Up to 1.2 million second-hand TVs, refrigerators, washing machines, and air conditioners were estimated to have entered the Philippines between 2001 and 2005, and according to a study by Japan International Cooperation Agency and the Philippine Board of Investment, 60-70 percent of it all came from Japan.
That Japan has been sending its enormous piles of e-waste to the Philippines is not a revelation, but with the enforcement of the Japan-Philippines Economic Partnership Agreement (JPEPA), a wide-ranging bilateral trade agreement, critics fear the Philippines may essentially become Japan's dumping ground. Under JPEPA, certain hazardous waste products are allowed to enter the Philippines tax-free.
"The problem is that e-waste, under JPEPA, is considered a good," explains BAN's Gutierrez. When items are treated in economic terms as goods, then can be legally traded.

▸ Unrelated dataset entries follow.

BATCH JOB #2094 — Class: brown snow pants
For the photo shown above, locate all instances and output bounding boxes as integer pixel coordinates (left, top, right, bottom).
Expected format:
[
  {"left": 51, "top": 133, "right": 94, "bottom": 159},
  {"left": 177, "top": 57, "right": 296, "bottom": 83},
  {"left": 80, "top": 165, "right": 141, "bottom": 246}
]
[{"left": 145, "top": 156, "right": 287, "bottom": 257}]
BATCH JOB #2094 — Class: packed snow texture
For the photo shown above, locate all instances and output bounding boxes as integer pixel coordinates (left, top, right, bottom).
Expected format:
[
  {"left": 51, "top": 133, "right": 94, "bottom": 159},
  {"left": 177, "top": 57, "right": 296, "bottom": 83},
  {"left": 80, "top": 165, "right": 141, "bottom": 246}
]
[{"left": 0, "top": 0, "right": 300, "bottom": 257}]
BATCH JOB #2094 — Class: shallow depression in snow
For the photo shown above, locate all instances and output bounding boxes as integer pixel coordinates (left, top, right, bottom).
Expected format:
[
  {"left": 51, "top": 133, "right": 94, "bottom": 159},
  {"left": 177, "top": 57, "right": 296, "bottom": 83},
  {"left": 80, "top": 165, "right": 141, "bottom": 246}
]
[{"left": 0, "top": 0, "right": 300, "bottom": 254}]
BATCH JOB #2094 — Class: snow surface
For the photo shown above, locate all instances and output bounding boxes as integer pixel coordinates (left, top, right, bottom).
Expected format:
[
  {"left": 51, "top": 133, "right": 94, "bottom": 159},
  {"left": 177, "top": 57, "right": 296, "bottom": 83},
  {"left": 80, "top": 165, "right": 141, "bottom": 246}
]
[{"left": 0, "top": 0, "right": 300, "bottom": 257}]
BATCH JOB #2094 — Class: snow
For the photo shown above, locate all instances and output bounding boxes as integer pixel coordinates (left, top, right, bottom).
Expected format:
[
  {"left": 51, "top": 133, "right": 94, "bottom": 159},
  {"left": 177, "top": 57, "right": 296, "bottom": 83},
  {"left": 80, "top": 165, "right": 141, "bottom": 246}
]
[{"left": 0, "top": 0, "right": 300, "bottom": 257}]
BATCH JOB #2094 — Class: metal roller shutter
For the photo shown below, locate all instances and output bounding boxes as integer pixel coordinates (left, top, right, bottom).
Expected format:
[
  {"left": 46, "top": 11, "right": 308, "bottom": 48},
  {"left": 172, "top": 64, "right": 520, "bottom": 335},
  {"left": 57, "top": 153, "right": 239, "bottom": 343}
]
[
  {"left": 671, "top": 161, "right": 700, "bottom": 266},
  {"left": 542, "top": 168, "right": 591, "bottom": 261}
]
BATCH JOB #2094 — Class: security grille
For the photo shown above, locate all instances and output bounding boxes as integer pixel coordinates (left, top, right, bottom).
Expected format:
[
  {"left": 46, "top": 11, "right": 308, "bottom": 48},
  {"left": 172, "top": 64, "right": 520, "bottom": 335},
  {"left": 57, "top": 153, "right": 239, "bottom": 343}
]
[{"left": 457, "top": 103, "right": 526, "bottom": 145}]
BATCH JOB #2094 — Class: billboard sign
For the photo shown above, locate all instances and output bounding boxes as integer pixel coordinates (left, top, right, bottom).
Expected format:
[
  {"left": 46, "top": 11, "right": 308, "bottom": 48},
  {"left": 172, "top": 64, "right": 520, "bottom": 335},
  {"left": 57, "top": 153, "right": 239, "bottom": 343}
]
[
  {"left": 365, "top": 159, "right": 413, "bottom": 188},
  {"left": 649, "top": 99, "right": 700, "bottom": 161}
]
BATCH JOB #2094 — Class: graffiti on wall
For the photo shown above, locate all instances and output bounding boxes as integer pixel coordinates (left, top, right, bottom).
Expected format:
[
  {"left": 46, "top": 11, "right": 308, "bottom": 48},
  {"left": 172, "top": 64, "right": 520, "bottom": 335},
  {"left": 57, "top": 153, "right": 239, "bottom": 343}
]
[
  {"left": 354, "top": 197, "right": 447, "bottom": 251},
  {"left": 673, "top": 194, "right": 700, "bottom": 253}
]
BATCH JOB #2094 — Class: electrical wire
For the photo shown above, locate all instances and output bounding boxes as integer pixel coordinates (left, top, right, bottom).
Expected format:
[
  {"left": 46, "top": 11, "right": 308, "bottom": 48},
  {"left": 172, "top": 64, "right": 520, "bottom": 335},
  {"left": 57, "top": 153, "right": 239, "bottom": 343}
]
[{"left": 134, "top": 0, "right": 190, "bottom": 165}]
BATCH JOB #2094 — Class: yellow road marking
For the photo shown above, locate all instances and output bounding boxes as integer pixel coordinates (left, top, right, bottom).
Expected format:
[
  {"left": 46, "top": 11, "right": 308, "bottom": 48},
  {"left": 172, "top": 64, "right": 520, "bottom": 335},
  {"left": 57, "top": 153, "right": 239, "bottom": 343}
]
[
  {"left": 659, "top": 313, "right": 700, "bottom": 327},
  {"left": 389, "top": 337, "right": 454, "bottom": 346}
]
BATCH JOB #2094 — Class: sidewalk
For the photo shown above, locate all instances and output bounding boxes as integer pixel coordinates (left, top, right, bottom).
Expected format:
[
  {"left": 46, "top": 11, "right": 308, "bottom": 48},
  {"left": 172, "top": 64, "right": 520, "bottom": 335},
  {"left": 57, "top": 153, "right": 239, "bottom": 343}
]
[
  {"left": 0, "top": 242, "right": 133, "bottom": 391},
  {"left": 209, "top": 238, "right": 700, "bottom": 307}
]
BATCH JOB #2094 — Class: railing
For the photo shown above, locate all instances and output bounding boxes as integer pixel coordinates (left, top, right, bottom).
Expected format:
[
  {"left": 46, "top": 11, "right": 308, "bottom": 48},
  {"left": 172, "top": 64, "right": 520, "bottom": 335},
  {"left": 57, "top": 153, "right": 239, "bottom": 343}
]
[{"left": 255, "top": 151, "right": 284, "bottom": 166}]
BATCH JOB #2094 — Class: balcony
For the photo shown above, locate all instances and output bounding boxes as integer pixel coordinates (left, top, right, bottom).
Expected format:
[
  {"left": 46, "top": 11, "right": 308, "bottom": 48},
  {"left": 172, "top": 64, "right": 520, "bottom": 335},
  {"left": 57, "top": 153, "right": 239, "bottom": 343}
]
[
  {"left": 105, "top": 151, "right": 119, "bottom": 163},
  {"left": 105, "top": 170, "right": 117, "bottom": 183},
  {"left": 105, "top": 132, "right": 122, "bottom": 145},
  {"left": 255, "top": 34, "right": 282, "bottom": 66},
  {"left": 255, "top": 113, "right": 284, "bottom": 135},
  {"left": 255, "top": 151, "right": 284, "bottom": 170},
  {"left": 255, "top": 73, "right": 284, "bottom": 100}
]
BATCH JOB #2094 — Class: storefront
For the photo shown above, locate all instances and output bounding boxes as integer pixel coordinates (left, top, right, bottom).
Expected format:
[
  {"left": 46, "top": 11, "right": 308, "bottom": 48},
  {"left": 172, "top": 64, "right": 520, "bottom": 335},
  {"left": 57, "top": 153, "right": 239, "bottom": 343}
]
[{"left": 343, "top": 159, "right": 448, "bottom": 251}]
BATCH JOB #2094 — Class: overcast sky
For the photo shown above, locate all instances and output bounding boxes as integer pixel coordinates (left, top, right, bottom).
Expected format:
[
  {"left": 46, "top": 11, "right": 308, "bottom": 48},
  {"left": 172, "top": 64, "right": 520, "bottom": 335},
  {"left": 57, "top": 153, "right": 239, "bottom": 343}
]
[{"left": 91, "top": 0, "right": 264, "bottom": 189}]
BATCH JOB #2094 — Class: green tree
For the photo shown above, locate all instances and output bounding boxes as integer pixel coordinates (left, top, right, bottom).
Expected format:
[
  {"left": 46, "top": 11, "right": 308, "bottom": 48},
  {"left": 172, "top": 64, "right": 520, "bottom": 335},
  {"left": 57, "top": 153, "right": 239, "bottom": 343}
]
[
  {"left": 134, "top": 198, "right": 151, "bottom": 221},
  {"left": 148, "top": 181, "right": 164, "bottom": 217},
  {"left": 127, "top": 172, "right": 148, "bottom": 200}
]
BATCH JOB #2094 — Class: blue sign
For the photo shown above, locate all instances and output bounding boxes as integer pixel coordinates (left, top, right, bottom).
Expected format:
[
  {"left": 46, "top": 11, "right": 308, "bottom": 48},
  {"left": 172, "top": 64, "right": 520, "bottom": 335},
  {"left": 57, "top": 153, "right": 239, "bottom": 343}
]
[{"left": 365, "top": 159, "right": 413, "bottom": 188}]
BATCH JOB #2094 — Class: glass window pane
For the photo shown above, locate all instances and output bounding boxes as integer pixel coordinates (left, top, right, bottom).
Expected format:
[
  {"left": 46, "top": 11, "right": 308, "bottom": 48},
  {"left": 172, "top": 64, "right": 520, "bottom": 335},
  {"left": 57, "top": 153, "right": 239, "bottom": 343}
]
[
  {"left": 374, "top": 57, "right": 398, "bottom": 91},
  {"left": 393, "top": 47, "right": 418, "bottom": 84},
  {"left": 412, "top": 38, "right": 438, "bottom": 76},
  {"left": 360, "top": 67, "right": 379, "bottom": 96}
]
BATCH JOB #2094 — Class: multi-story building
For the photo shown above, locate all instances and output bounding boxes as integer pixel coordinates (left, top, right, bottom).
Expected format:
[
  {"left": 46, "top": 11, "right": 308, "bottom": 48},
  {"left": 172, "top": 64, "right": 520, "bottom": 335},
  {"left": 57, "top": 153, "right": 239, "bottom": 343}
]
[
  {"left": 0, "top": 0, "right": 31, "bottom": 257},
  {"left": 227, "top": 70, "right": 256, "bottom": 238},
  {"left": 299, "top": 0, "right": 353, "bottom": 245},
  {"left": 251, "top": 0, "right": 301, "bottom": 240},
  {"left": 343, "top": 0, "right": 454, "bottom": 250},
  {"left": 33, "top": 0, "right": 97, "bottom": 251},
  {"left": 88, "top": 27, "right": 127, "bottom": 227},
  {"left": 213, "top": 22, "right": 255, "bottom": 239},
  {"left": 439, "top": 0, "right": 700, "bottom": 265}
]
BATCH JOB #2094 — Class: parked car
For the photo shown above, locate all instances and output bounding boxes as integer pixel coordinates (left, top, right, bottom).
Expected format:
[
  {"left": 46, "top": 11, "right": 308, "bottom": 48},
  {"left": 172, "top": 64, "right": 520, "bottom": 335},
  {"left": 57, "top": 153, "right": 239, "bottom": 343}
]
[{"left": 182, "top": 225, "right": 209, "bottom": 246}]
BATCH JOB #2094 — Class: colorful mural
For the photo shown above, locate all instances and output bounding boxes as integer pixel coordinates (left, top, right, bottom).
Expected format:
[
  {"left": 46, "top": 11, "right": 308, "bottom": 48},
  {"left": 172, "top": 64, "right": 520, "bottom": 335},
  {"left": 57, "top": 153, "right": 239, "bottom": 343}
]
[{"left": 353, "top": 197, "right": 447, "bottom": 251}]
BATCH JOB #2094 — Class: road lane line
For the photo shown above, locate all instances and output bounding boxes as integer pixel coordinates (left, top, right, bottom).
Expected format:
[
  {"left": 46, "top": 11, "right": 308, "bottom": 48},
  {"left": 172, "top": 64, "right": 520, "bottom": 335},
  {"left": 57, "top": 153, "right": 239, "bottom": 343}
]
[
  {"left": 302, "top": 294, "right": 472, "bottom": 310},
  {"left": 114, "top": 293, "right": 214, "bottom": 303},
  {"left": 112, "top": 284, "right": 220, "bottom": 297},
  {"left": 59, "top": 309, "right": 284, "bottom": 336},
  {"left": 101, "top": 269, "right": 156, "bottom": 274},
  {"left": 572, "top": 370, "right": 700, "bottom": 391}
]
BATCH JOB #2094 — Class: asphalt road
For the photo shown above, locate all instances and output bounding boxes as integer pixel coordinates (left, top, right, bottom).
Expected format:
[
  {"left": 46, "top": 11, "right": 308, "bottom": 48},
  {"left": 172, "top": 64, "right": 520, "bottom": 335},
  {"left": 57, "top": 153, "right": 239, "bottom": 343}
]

The Philippine Department of Environment and Natural Resources (DENR) says it has made it clear to the negotiators of the agreement that if waste items -- not goods -- are coming in, the Department should control the materials under the terms of the Basel Convention, which aims to limit the trans-boundary movement of hazardous waste.
"We said, 'wastes are not goods,' so we don't trade waste, very simple. Electronic wastes are not goods," says Salvador Pace, of the DENR. But nowhere is the Basel Convention mentioned in the final agreement between Japan and the Philippines.
Japan's National Institute for Environmental Studies estimates that, on average, about 400,000 used cathode ray tube (CRT) television sets are exported from Japan to the Philippines annually. But government data show less than 800 used TVs arriving from Japan between 2006 and 2009, and only 10 in 2009.
"If we bring in lead CRTs, they are waste. Glass monitors are dinosaurs, nobody recycles the glass anymore," says Gutierrez, questioning the "goods" label assigned to the old sets.
The previous administration of Gloria Macapagal-Arroyo hailed JPEPA as a landmark agreement to boost the Philippine economy and bring more jobs to Filipinos, touting the hundreds of nurses who have gone to Japan for training and employment.
The current president, Benigno Aquino III, objected to JPEPA when he was a senator, but has said his administration will review the agreement.
"Is it really the national plan that we become a dumpsite? Is it sustainable development? When you're creating employment and investment, it shouldn't harm people," admonishes Gutierrez.
For Dalisay, however, it's as simple as survival. "It's very exhausting. You're back is bent all day, sometimes it's too hot, sometimes it rains really hard. There's all kinds of dirt. But it's our job, we have no choice."